2. Determine whether the account is complete.
3. Assess the sources.
4. Assess the evidence.
5. Question the reporter's explanation or understanding of the evidence.
6. Explore whether the news is meeting real needs.
The writers identify four kinds of content:
-Verification, which asks whether the material is accurate and fairly contextualized. In this model, it is the reporter's job to fact-check, to know his beat, to distinguish between fact and analysis, and to know what he still doesn't know.
-Assertion, which just passes on as much raw information as possible without evaluation. In this model, there is usually no time to fact-check, analytical statements are tossed off by sources as if they were facts, and not challenged, and sheer quantity substitutes for story.
-Affirmation, which chooses content that will confirm the opinions of its audience. This is distinguished from opinion journalism, as found in, say, The National Review, which does not expect to be your source of news but of news analysis. Affirmation expects you to "hear it here first," but only if it matches what you were expecting to hear.
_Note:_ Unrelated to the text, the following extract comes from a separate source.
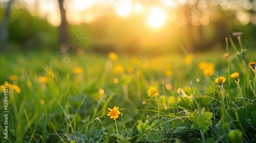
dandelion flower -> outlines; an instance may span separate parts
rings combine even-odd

-Interest-group journalism, which is designed to look like news but is dedicated to serving only the purposes of the funding group. Look for shady funding sources or for repetitive themes and conclusions in every story.
These models can be combined in an aggregate, such as The Week, that collects and edits news and opinion, attempting to tell you both what happened and what people thought about it, but the very act of editing is an act of filtering that can be driven by a desire to inform, affirm, or propagandize.
We all remember the 5 Ws and an H, but here's something that is often missing from reports of all kinds: the Q-- Questions that remain unanswered or that were raised by the info in the story. If the news doesn't even give the who, what, where, when, why and how, it is certainly not complete and is not a good example of verification journalism. If it does answer those questions, it may legitimately go on to try to make sense of those answers. It may also try to authenticate things stated in previous reports. It may even be assembling information in such a way as to draw attention to new paradigm. For example, this article I just read today in the New York Times magazine: http://www.nytimes.com/2014/08/03/magazine/the-kids-who-beat-autism.html?_r=0 introduces facts that suggest that there may be a cure for autism available to some children. This is certainly a new idea. Do the facts presented in the story support it? That is what the authors are challenging us to discover.
Wow, see why this is the book I wanted to read? It's not exactly relaxing, but it is very clear and easy to follow and discusses a challenge that I deal with every day: the information that is coming at me. So often those who act like they know what they are talking about get the credit they expect, but really, all they did was Google something-- it's just raw, random, uncontextualized data, or it's spin, or it's sheer fabrication, and it's a big project to really tell which is which. Now I'm going to read about how to evaluate sources.